Entenda o que aconteceu com Nürburgring e por que o circuito não deve fechar


Apesar da situação delicada do autódromo de Nürburgring, ainda é cedo para afirmar que a Terra Santa do automobilismo mundial desaparecerá para sempre. Na verdade, é pouco provável que o circuito acabe fechado. Para fazer uma analogia recente, simples e direta, Nürburgring está mais para Chrysler que para Saab. Entenda melhor a situação e veja por que você não deve se preocupar.

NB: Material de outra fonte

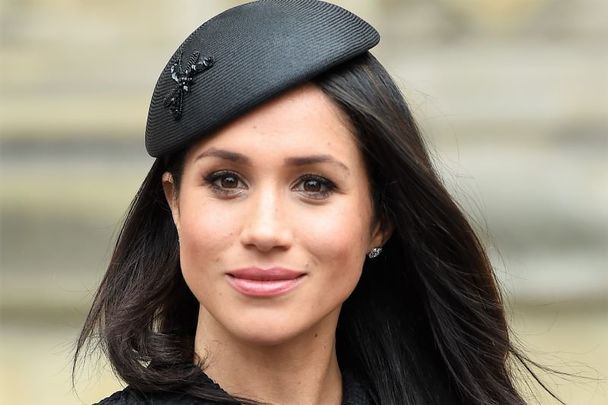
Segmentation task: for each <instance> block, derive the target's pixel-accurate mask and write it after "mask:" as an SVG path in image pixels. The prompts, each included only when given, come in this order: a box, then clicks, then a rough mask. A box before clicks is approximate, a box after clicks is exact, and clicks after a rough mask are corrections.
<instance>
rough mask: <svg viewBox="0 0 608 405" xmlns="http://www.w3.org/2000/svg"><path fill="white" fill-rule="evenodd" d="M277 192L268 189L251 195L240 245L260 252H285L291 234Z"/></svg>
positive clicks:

Nürburgring foi criado pelo governo alemão na década de 1920, e foi mantido por muito tempo com dinheiro público, dos pagadores de impostos alemães. Por todo esse tempo qualquer pessoa poderia usufruir do circuito mediante uma quantia relativamente baixa. Logicamente o custo da manutenção do circuito é alto, e nem mesmo a locação quase mensal para as fábricas ajudava a manter o saldo positivo – especialmente no período entre outubro e março, quando a região começa a esfriar drasticamente à medida em que se aproxima o inverno europeu.

Por isso em 2004 foi apresentado um projeto de revitalização de Nürburgring, que incluiu a construção de um complexo formado por hotel, centro de convenções, shopping e parque de diversões a um custo de 200 milhões de euros. Para colocar o projeto em prática, foi firmado um acordo entre o governo alemão e a empresa privada Nürburgring Automotive GmbH, formando uma iniciativa de capital misto. Três anos depois, o custo do projeto aumentou para 215 milhões de euros, e mesmo sob críticas e questionamentos alertando sobre a inviabilidade de operar com uma demanda mínima superestimada de 500.000 visitantes por ano, em 2008 o banco do estado de Rhineland-Palatinate injetou 85,5 milhões de euros no projeto.

A situação começou a desandar quando descobriu-se uma série de fraudes em pagamentos de comissões por estudos e obras que não haviam sido realizadas. No final de 2009, a seis meses da concessão do complexo à Nürburgring Automotive pelo governo alemão, descobriu-se que a empresa privada não investira um único euro na construção dos prédios, bancada, portanto, por capital oriundo de fundos europeus e do banco nacional alemão. Apesar dos esforços de várias iniciativas privadas locais, o controle do complexo foi passado à Nürburgring Automotive em maio de 2010 por um contrato de 20 anos, e a empresa recebeu um crédito inicial de 40 milhões para começar as operações. Na mesma época tempo foi iniciado um processo para averiguar se houve fraude na concessão de Nürburgring.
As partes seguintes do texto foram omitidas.